The research is conducted on behalf of the committee through a series of workshops with 300 students aged 16-25, and it will continue until May 22. The aim of the committee was to reveal the scale and impact of sexual harassment and violence in British schools.
Evidence suggests that an average of 200 alleged rapes per year are reported in British schools, writes Javier Espinoza of The Telegraph. Furthermore, the study also found out that students were afraid to report cases of assaults because they were concerned that they would be punished along with the offender.
A BBC investigation dated from last fall, based on freedom of information requests, showed that 5,500 sexual assaults have been recorded in UK schools over a period of three years. The number also includes 600 rapes. Another poll of 16-to 18-year-olds conducted by YouGov in 2010 found out that nearly 30% of female students experienced unwanted sexual touching at school. 71% of them admitted they heard sexual name-calling of girls — including abusive words such as slut and slag — a few times a week at school.
Conservative MP Maria Miller, who also chairs the committee, commented:
"It's clear from the young people we've heard from that sexual harassment and sexual violence in schools is having a profound impact on their day-to-day lives.We need to address this issue now, and stop it from blighting the lives of another generation of young people – both male and female."
As Lucy Clarke-Billings of the Newsweek writes, Miller is asking educators, students and parents to get in touch and share their experiences to stop the issue from "blighting the lives of another generation of young people—both male and female."
The report also pays attention to the prevalence of sexting, which is described as a common practice, writes Sally Weale of The Guardian. Many young girls confirmed being "bullied for being a virgin," while other students said that boys were often awarded "lad points" for having sex.
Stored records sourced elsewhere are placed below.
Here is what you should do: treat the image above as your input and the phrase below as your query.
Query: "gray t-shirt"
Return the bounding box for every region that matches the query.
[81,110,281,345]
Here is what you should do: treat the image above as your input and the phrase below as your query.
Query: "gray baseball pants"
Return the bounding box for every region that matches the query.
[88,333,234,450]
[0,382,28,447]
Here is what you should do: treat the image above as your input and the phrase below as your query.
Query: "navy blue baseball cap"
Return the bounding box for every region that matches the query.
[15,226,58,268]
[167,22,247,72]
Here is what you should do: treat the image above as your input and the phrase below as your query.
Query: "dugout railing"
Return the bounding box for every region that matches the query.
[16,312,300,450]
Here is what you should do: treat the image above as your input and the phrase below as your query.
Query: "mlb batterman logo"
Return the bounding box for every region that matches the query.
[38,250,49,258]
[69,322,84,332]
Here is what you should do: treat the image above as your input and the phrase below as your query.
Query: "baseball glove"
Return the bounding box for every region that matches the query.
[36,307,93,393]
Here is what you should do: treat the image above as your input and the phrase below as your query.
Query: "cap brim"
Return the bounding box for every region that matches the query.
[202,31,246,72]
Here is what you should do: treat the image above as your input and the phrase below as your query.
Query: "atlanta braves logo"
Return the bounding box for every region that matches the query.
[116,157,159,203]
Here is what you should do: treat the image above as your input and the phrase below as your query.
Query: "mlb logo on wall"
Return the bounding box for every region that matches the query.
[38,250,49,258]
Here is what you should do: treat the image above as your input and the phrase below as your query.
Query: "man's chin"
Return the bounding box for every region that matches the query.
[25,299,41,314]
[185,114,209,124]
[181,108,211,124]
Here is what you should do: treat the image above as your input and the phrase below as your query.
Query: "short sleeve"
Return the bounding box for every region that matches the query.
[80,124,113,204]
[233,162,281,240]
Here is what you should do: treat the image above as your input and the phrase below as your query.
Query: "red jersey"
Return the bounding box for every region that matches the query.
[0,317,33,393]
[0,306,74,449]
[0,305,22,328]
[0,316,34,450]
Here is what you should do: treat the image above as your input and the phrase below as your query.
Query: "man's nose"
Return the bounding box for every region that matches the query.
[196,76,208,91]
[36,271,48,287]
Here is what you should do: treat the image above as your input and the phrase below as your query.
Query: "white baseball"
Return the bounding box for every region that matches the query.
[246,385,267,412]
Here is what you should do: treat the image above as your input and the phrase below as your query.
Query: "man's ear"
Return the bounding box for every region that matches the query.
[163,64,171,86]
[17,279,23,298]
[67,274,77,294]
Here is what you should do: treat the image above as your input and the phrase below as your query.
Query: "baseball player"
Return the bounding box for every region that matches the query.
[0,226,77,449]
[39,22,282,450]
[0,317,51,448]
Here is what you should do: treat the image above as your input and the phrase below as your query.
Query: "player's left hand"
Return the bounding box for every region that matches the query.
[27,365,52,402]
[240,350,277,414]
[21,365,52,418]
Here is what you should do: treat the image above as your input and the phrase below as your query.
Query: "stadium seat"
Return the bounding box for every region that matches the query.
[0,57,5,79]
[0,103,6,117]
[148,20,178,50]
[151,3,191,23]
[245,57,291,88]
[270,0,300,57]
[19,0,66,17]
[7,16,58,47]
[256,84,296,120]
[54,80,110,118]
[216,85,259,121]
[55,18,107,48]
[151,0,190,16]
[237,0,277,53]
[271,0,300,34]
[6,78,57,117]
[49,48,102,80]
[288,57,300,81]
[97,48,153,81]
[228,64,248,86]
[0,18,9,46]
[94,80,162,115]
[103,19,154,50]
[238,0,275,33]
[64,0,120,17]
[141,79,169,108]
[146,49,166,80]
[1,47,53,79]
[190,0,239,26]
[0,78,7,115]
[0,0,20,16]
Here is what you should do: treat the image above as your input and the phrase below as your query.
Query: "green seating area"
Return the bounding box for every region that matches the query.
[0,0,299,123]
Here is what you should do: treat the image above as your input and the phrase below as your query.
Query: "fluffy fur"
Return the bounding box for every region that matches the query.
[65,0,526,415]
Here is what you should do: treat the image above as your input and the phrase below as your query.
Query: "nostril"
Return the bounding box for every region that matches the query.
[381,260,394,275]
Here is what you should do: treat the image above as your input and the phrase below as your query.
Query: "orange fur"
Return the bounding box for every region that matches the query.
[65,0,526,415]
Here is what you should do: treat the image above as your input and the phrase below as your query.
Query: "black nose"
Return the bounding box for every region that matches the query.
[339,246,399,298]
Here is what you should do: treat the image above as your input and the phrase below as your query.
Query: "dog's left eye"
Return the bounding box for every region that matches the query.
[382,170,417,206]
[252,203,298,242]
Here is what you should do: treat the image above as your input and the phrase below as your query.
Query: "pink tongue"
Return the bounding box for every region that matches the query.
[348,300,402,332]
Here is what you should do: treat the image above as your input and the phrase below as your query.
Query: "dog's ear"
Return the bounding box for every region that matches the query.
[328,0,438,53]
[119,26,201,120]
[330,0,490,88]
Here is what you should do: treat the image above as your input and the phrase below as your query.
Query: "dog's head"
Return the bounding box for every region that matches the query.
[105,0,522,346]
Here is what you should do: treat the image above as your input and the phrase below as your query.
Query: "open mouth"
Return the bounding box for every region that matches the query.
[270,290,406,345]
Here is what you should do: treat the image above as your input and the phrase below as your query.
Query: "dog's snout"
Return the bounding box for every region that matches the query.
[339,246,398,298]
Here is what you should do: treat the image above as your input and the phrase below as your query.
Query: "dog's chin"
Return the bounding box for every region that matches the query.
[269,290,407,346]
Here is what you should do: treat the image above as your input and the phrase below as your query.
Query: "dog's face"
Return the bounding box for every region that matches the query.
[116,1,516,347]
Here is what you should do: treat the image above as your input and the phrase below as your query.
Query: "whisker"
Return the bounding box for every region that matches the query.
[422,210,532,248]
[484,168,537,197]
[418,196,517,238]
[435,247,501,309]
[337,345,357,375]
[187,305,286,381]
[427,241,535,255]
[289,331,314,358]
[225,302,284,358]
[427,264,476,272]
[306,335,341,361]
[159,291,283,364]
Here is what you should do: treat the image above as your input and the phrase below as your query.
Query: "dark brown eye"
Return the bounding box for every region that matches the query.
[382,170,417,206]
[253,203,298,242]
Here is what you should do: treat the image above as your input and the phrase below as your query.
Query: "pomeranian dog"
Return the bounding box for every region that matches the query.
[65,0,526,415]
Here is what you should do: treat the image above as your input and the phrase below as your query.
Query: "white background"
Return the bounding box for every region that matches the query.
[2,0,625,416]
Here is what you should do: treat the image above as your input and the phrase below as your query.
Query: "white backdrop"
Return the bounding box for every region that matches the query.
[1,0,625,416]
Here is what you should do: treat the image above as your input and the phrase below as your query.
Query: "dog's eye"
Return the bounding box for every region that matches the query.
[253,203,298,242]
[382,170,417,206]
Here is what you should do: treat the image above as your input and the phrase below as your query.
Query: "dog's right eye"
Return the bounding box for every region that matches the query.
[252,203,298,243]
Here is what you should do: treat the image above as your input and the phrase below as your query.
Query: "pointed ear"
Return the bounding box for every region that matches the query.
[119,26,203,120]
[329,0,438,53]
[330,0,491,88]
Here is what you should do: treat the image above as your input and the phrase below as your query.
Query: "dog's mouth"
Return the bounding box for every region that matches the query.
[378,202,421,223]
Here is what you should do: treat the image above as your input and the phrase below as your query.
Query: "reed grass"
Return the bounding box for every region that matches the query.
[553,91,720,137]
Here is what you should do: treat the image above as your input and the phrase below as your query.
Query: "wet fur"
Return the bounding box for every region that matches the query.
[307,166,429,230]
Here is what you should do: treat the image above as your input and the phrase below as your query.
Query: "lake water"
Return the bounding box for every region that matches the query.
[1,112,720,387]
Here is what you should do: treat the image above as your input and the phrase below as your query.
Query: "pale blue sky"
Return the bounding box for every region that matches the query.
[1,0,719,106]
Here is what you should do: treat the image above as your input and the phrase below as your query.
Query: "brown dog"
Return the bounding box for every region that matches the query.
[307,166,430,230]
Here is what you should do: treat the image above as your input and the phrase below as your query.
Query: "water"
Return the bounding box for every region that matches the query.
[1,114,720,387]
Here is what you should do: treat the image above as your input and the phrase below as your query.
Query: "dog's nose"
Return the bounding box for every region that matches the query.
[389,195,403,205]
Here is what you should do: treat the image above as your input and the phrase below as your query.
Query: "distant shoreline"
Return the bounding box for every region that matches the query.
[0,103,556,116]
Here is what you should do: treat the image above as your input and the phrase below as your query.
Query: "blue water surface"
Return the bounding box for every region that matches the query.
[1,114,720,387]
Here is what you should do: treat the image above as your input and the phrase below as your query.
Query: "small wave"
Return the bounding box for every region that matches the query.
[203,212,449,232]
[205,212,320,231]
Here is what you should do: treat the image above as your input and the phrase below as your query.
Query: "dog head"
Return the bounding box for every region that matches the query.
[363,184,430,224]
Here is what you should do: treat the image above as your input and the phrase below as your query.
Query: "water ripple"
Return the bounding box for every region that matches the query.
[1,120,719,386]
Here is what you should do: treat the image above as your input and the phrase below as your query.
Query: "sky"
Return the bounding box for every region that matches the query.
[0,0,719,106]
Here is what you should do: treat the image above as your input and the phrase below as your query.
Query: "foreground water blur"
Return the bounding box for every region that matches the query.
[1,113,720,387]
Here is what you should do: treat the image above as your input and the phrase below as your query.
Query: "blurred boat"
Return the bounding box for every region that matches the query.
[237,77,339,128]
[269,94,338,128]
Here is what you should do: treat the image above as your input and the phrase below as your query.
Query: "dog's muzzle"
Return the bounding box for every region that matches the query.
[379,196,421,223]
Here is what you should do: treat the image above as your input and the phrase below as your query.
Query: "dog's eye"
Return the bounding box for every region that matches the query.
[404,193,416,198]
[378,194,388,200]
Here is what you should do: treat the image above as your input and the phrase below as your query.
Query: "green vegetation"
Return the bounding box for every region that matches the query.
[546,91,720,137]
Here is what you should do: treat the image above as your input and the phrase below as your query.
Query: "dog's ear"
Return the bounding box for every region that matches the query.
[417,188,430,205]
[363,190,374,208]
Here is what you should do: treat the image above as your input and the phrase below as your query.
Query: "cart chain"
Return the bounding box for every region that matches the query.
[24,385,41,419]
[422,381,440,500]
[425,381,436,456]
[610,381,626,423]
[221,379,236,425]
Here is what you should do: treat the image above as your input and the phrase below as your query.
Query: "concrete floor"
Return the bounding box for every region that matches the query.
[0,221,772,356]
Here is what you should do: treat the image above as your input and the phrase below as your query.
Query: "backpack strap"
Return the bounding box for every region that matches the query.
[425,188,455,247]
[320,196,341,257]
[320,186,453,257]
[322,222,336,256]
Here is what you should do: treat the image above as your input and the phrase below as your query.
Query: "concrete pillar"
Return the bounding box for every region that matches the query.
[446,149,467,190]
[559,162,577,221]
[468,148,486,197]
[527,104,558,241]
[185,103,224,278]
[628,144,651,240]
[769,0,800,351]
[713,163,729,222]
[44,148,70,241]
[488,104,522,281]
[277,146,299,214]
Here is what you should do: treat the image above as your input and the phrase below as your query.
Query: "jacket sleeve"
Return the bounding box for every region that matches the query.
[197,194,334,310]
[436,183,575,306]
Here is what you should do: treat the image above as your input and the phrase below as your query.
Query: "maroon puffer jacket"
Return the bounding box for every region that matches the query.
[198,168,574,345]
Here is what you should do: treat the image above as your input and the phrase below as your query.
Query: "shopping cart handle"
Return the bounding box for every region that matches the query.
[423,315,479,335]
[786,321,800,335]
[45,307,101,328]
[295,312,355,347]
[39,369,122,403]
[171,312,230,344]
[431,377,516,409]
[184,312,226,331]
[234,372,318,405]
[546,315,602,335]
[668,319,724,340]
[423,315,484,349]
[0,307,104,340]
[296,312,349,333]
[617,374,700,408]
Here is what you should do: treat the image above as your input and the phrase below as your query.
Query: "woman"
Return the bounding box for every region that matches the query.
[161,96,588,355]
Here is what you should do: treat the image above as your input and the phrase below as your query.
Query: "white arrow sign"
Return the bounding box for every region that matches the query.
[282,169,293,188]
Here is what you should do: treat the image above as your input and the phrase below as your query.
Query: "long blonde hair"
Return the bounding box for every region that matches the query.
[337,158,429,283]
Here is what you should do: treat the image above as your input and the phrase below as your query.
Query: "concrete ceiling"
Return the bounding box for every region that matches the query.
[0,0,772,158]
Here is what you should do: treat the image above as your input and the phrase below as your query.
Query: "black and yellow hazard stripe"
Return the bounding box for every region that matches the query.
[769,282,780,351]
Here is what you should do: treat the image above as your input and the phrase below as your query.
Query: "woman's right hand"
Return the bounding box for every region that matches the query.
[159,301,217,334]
Sonia Livingstone, a professor of Social Psychology at the London School of Economics, admitted that sexting had turned into a normal behavior among young students. She blamed it on the fact that every student now has a phone at his/her disposal.
In her view, earlier sexual education can be a successful way to tackle the issue. According to Professor Livingstone, sexual education should start as of the age of five:
"When they start school have some kind of discussion about respect for their bodies as a way of opening the conversation, so that young people feel that teachers are someone to be trusted."